The bandit realized that the situation for him was worse than ever. The FBI had gained skills, experience, and had snapped up almost all the notable raiding gangs. Karpis himself had become a celebrity, but he wasn't very happy about it. He was now number one on the list of “public enemies” - to the exclusion of all others. But he couldn't stop.
Karpis, like almost all criminals of his type, had one acute disadvantage - they categorically did not know how to handle money. A major raid on a bank could bring the bandits more than an ordinary clerk, let alone a laborer, would earn for decades. The money could be used to buy a small gas station, a bar or a drugstore and live the rest of his days in peace and prosperity... but the bucks, which were literally obtained by sweat and blood, were spent on pleasant worldly nonsense and escaping from the once again sitting on the tail of the chase. So Karpis continued his forays time after time.
In April, 1935, he and a couple of new associates robbed a mail van with paychecks for steel mill workers. Then a mail train. But the noose was tightening. Here, a descendant of Lithuanian immigrants was to play a surprising role in the life of one of Prohibition's iconic characters. Edgar Hoover.
To say that the press had mixed feelings about Hoover is to say nothing. The head of the FBI was accused of incompetence, corruption, political ambition, homosexual relations with employees, anything. The stupidest of these claims was his failure to personally participate in the capture of key criminals. For a man of his rank, this is a ridiculous charge, but Hoover felt that he still needed to participate in the capture of at least one real public enemy. So upon receiving word that Karpis had been found, Hoover immediately flew to New Orleans and joined the capture team.

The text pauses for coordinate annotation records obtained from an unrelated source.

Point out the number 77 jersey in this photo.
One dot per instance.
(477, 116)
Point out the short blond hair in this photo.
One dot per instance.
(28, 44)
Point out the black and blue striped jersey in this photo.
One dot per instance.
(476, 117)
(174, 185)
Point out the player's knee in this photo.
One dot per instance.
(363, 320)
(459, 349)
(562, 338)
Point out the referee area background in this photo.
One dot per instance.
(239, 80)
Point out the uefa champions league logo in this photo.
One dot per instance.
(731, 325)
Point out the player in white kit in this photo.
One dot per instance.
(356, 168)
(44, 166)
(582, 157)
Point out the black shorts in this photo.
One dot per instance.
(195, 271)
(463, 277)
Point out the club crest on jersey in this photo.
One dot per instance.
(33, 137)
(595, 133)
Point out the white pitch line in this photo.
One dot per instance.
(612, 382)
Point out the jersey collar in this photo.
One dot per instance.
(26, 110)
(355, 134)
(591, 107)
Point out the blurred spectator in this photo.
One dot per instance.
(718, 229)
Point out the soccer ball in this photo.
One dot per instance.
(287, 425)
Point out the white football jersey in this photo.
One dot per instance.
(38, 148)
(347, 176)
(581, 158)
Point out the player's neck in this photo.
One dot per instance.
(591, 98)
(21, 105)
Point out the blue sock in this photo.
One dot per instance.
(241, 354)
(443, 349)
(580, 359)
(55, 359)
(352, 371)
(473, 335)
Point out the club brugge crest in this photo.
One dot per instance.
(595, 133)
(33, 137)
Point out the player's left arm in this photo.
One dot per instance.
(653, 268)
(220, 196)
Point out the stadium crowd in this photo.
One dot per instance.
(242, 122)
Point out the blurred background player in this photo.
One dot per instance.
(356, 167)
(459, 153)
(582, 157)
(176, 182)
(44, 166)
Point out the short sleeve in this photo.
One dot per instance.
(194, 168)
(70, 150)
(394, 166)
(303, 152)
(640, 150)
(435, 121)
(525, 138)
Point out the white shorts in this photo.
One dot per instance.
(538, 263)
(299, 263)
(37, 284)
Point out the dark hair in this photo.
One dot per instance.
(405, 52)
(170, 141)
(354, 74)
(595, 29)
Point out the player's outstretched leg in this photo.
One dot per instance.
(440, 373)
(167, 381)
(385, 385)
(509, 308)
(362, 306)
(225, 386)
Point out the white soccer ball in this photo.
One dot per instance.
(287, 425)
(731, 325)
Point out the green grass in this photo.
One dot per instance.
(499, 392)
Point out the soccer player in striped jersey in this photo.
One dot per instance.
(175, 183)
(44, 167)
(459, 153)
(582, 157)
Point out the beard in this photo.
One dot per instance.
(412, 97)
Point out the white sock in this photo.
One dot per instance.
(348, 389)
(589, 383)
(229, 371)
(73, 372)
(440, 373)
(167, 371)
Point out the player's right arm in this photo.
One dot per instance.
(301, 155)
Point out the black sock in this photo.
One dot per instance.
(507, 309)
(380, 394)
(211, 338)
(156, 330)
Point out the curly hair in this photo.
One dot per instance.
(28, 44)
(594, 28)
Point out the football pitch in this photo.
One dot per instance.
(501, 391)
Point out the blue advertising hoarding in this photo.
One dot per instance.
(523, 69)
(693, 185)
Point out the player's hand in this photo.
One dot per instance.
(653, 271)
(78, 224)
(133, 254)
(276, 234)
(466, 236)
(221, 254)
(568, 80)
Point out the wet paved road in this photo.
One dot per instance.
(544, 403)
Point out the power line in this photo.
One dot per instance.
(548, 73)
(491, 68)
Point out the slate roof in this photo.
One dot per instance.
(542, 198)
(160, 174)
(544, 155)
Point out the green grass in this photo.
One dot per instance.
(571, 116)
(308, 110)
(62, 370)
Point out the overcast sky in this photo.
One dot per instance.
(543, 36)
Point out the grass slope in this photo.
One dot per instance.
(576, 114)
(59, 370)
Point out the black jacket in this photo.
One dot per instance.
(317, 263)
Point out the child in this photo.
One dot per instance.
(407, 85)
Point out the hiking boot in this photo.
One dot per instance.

Although Hoover later colorfully described how he personally seized Karpis by grabbing him by the scruff of the neck - but this he made up to fend off pesky reporters. In reality, two agents pointed guns at Karpis and he didn't fight back. And then Hoover showed up. The agents forgot to bring handcuffs, so “Public Enemy No. 1” tied his hands with a tie. The last act of this comedy took place when Karpis was taken to the local FBI office. The agent behind the wheel got lost and started asking where the post office was.
- I can show you,” Karpis said.
- How do you know where it is?
- We were just about to rob it.
Karpis was sentenced to life imprisonment. He was imprisoned - mostly in the famous Alcatraz - until January 1969. He then managed to get an early release. He later lived in Spain, wrote memoirs, and gave interviews. It was a living relic, a criminal of some ancient era, reaching the times of hippies, Vietnam, space exploration and Brezhnev's kisses. Speaking of hippies. Toward the end of his incarceration, Karpis socialized with a convict whose name said nothing to anyone at the time. Karpis gave him guitar lessons, and the young man was a capable student. His name was Charlie Manson.